The privileged applications are passive human-robot interaction (e.g., navigation in cluttered human environment), active human-robot interaction (e.g., proximal interaction through postures and gestures), and surveillance.  Privative spaces as well as large-scale human-populated environments are considered.  Functions span human detection, multiple people and posture tracking, human identification, and interpretation of human motion.  Importantly, they entail data fusion at the sensor level (of low-level cues extracted from the raw signals) or at higher levels (by combining the outputs from lower-level algorithms).

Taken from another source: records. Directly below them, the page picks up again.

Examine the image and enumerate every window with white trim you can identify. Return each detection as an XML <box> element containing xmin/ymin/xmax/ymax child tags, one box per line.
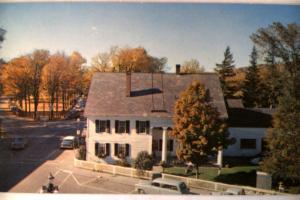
<box><xmin>95</xmin><ymin>120</ymin><xmax>110</xmax><ymax>133</ymax></box>
<box><xmin>240</xmin><ymin>139</ymin><xmax>256</xmax><ymax>149</ymax></box>
<box><xmin>95</xmin><ymin>142</ymin><xmax>110</xmax><ymax>158</ymax></box>
<box><xmin>115</xmin><ymin>143</ymin><xmax>130</xmax><ymax>158</ymax></box>
<box><xmin>115</xmin><ymin>120</ymin><xmax>130</xmax><ymax>133</ymax></box>
<box><xmin>136</xmin><ymin>120</ymin><xmax>150</xmax><ymax>134</ymax></box>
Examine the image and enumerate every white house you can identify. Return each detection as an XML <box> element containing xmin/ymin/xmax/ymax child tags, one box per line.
<box><xmin>84</xmin><ymin>66</ymin><xmax>227</xmax><ymax>163</ymax></box>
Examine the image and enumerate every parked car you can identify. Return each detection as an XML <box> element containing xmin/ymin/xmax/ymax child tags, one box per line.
<box><xmin>211</xmin><ymin>188</ymin><xmax>246</xmax><ymax>195</ymax></box>
<box><xmin>11</xmin><ymin>136</ymin><xmax>28</xmax><ymax>149</ymax></box>
<box><xmin>60</xmin><ymin>136</ymin><xmax>77</xmax><ymax>149</ymax></box>
<box><xmin>135</xmin><ymin>178</ymin><xmax>191</xmax><ymax>194</ymax></box>
<box><xmin>250</xmin><ymin>157</ymin><xmax>262</xmax><ymax>165</ymax></box>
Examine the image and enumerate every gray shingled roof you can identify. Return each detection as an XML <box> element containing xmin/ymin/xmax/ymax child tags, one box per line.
<box><xmin>84</xmin><ymin>73</ymin><xmax>227</xmax><ymax>118</ymax></box>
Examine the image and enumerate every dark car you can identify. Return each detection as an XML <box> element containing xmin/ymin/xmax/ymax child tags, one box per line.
<box><xmin>11</xmin><ymin>136</ymin><xmax>28</xmax><ymax>149</ymax></box>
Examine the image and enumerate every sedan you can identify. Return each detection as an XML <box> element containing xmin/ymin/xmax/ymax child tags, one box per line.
<box><xmin>11</xmin><ymin>136</ymin><xmax>28</xmax><ymax>149</ymax></box>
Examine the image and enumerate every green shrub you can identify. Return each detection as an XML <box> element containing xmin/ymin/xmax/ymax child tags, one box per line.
<box><xmin>134</xmin><ymin>151</ymin><xmax>154</xmax><ymax>170</ymax></box>
<box><xmin>75</xmin><ymin>145</ymin><xmax>86</xmax><ymax>160</ymax></box>
<box><xmin>115</xmin><ymin>158</ymin><xmax>131</xmax><ymax>167</ymax></box>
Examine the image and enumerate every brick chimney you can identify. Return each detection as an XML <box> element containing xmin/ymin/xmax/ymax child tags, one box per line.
<box><xmin>126</xmin><ymin>71</ymin><xmax>131</xmax><ymax>97</ymax></box>
<box><xmin>176</xmin><ymin>64</ymin><xmax>180</xmax><ymax>74</ymax></box>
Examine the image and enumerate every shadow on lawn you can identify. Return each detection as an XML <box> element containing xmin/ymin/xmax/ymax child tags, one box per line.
<box><xmin>214</xmin><ymin>170</ymin><xmax>256</xmax><ymax>187</ymax></box>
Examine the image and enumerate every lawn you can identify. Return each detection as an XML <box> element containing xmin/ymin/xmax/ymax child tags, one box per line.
<box><xmin>165</xmin><ymin>166</ymin><xmax>257</xmax><ymax>187</ymax></box>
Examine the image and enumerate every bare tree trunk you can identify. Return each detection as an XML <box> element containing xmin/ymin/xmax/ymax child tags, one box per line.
<box><xmin>24</xmin><ymin>87</ymin><xmax>27</xmax><ymax>113</ymax></box>
<box><xmin>56</xmin><ymin>91</ymin><xmax>59</xmax><ymax>113</ymax></box>
<box><xmin>28</xmin><ymin>93</ymin><xmax>31</xmax><ymax>113</ymax></box>
<box><xmin>50</xmin><ymin>94</ymin><xmax>54</xmax><ymax>120</ymax></box>
<box><xmin>196</xmin><ymin>164</ymin><xmax>199</xmax><ymax>179</ymax></box>
<box><xmin>61</xmin><ymin>89</ymin><xmax>66</xmax><ymax>111</ymax></box>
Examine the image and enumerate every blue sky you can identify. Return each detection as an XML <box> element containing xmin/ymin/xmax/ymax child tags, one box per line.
<box><xmin>0</xmin><ymin>3</ymin><xmax>300</xmax><ymax>71</ymax></box>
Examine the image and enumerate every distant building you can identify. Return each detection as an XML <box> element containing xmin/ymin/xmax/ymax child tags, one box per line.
<box><xmin>224</xmin><ymin>107</ymin><xmax>274</xmax><ymax>157</ymax></box>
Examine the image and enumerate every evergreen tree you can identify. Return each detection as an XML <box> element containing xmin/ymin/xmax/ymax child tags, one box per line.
<box><xmin>261</xmin><ymin>94</ymin><xmax>300</xmax><ymax>185</ymax></box>
<box><xmin>252</xmin><ymin>22</ymin><xmax>300</xmax><ymax>188</ymax></box>
<box><xmin>263</xmin><ymin>49</ymin><xmax>283</xmax><ymax>108</ymax></box>
<box><xmin>243</xmin><ymin>47</ymin><xmax>260</xmax><ymax>108</ymax></box>
<box><xmin>171</xmin><ymin>82</ymin><xmax>231</xmax><ymax>177</ymax></box>
<box><xmin>215</xmin><ymin>46</ymin><xmax>235</xmax><ymax>98</ymax></box>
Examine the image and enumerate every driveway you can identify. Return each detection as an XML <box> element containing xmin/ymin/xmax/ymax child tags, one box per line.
<box><xmin>0</xmin><ymin>98</ymin><xmax>209</xmax><ymax>194</ymax></box>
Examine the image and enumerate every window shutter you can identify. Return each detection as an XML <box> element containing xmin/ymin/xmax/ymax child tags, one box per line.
<box><xmin>95</xmin><ymin>142</ymin><xmax>99</xmax><ymax>156</ymax></box>
<box><xmin>126</xmin><ymin>120</ymin><xmax>130</xmax><ymax>133</ymax></box>
<box><xmin>158</xmin><ymin>139</ymin><xmax>162</xmax><ymax>151</ymax></box>
<box><xmin>168</xmin><ymin>140</ymin><xmax>173</xmax><ymax>151</ymax></box>
<box><xmin>106</xmin><ymin>143</ymin><xmax>110</xmax><ymax>156</ymax></box>
<box><xmin>135</xmin><ymin>120</ymin><xmax>140</xmax><ymax>133</ymax></box>
<box><xmin>115</xmin><ymin>120</ymin><xmax>119</xmax><ymax>133</ymax></box>
<box><xmin>146</xmin><ymin>121</ymin><xmax>150</xmax><ymax>134</ymax></box>
<box><xmin>106</xmin><ymin>120</ymin><xmax>110</xmax><ymax>133</ymax></box>
<box><xmin>115</xmin><ymin>143</ymin><xmax>119</xmax><ymax>156</ymax></box>
<box><xmin>125</xmin><ymin>144</ymin><xmax>129</xmax><ymax>157</ymax></box>
<box><xmin>95</xmin><ymin>120</ymin><xmax>100</xmax><ymax>133</ymax></box>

Detection and tracking have mainly been addressed via probabilistic and Monte Carlo supervised classification and filtering methods, respectively.  We have performed people detection from heterogeneous features via single-class methods such as boosting (A.A. Mekonnen’s thesis).  Multiple-class methods like ``random forest'' have been used to detect body limbs for posture recognition (L. Marti’s thesis).  As for tracking, an original fusion of vision and RFID in a reversible jump Monte Carlo Markov Chain (MCMC) particle filter enabled the real time robust navigation of a robot in a cluttered human environment [Mekonnen-et-al_CVIU2013] (A.A. Mekonnen and T. Germa’ theses).  We could track and re-identify people from a network of cameras with non-overlapping field of views, thanks to the coupling of local tracking and identification systems (one per camera, entailing a mixed-state particle filter) with a MCMC based supervisor in charge of the association of “tracklets” [Meden-et-al_BMVC2012] (B. Meden’s thesis).  Recent work has concerned the reconstruction and tracking of posture from single and multiple Kinect sensors by stochastic filtering or smoothing (L. Marti and J.T. Masse’ theses).

Visual Perception of Humans and Videosurveillance
(Top) Vision & RFID based tracking and coordinated motion of a tour-guide robot into crowds.
(Bottom) Visual tracking and re-identification of people from non-overlapping cameras.